Dar voz para que elas expressem seus sentimentos é, progressivamente, estimulá-las a lidarem desde cedo com o que sentem, da maneira mais saudável possível, sem julgamento de valor e principalmente com respeito aos outros, o que implica no exercício da empatia. Um trabalho desafiante e bastante delicado, sem dúvida. Mas que pode começar ao nos encorajarmos a perguntar a nós mesmos: quantas vezes exercitei a empatia hoje? Quantas vezes consegui me colocar no lugar da minha filha ou do meu filho hoje e entender o que ela/ele estava sentindo?
Por isso, terminarei esse texto com as citações de alguns sentimentos descritos pelas alunas e alunos do 4º ano:
Amor – Se entregar para a vida.
Empatia – Ganhar lindos e belos conselhos e dar lindos e belos conselhos.
Tristeza – Quando alguém fica brabo comigo e eu não sei o porquê.
Gula – Quando tem alguma comida e eu como mais do que preciso.
Empatia – Pensar antes de fazer algo.
Coragem – Se sacrificar pelo outro ou fazer algo perigoso mas necessário.
Amor – Quando meu irmão nasceu. Senti alguém novo na minha vida.
Inveja – É se sentir menor e com menos valor.
Felicidade – É ter meu cachorro.
Raiva – Quando fazem algo muito ruim e você não pensa duas vezes e faz algo que, na maioria das vezes, você não gostaria de ter feito.
Amor – Ficar bem pertinho de quem você gosta dizendo coisas legais.
Satisfação – Quando você termina algo e fica feliz.

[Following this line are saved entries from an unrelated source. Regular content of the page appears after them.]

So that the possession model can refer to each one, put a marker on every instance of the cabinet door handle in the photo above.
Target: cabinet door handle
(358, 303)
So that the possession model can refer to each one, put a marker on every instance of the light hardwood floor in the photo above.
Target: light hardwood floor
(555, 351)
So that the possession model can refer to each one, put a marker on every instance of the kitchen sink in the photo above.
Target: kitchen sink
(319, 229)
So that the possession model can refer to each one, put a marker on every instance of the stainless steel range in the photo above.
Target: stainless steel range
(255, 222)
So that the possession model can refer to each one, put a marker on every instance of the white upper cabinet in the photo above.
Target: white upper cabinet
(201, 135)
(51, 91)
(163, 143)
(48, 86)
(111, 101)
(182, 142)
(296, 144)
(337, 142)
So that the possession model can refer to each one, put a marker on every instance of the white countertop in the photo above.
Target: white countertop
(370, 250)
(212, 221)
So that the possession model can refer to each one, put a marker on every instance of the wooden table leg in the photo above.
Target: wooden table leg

Amor – Quando você ganha um filho e enche ele de amor para ele ter uma vida feliz.
Saudade – É quando você olha para um cachorro da espécie salsicha e se lembra do cachorro “César” que se perdeu.
Medo – É ser autoprotegido por você mesmo.

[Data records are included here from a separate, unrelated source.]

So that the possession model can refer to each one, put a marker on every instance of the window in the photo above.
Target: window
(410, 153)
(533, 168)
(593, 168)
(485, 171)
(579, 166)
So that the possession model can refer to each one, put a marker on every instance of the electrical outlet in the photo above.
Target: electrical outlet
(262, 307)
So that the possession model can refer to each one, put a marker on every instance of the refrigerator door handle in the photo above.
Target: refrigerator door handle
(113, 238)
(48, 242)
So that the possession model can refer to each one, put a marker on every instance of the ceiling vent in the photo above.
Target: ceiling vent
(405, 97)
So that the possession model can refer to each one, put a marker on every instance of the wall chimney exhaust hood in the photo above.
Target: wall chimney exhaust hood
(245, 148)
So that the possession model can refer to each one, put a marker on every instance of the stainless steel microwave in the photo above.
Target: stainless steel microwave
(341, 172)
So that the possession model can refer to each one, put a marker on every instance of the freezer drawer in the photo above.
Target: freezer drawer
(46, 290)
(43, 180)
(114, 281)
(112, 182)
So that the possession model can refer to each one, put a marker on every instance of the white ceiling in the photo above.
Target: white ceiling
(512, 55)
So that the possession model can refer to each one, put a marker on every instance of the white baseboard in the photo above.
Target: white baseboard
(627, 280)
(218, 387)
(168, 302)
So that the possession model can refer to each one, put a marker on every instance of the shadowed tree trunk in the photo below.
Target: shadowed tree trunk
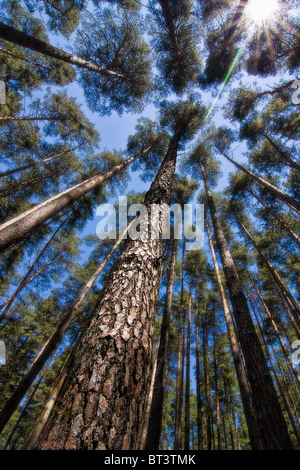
(111, 368)
(156, 411)
(15, 229)
(52, 342)
(180, 360)
(273, 428)
(187, 379)
(253, 430)
(15, 36)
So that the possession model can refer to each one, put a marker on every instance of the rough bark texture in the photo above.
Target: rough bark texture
(15, 229)
(105, 391)
(156, 412)
(273, 428)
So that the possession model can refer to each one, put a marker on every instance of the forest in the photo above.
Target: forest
(144, 343)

Amizade – É ser parceiro, brigar e concordar.
Tristeza – Algo que expressamos em lágrimas e faz o coração doer.
Amor – É brincar com os animais de pegar bolinha.
Rafa, me emocionou muito teu texto!
Uma das coisas que considero mais ricas em nosso trabalho é justamente poder ouvir as crianças e como isso gera mudanças, em nós e neles! Obrigada por escolher com tanta delicadeza as palavras ao dizer aquilo que deveria ser óbvio! Obrigada tb por compartilhar conosco o olhar dos teus alunos!

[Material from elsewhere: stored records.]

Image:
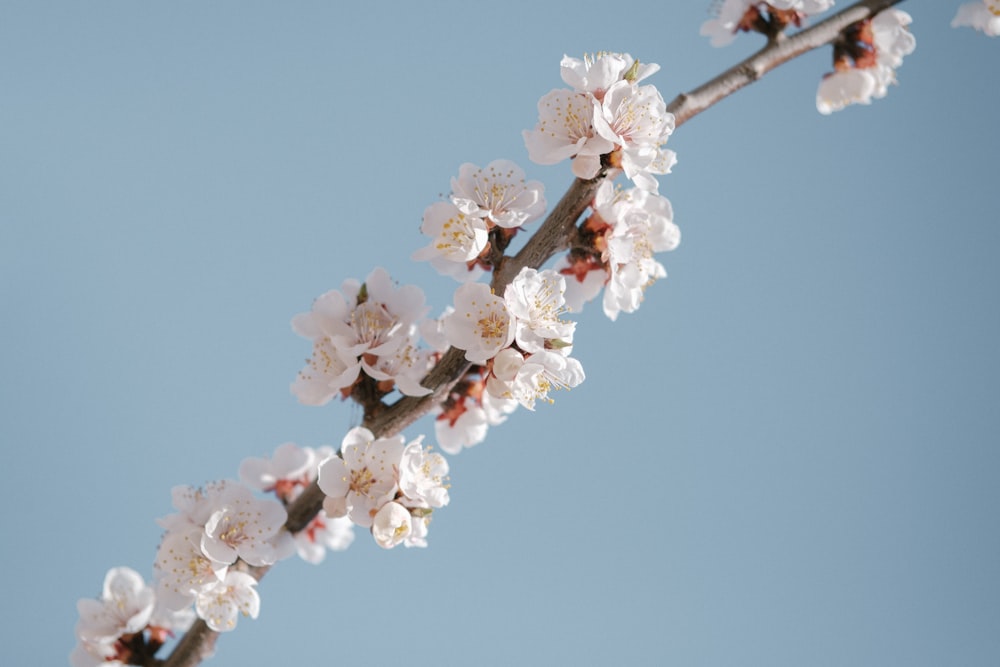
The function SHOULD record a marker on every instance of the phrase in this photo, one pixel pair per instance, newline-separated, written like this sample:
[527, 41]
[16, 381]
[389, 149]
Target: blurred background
[788, 456]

Rafa, que lindo o texto e a tua sensibilidade com os alunos.
Obrigada por compartilhar!
Muito bom ter na equipe professores que pensam como tu, Rafael, e que se dão conta do potencial das crianças e do seu próprio trabalho em termos do que ele pode proporcionar-lhes. Ter um espaço na escola para o trabalho de teatro é um diferencial importante. Tê-lo, então, com um professor disposto a ouvir e interessado no que cada um pensa e sente, isso, com certeza, é um privilégio! Obrigada pela parceria!
Fico feliz em conseguir dividir com vocês um pouco das coisas que as crianças me fazem pensar. Obrigado pela parceria.
É uma satisfação mútua. Aprendo muito todos os dias, além de ser um privilégio pra mim também. Numa espécie de simbiose, onde todos saem ganhando. Obrigado pela parceria.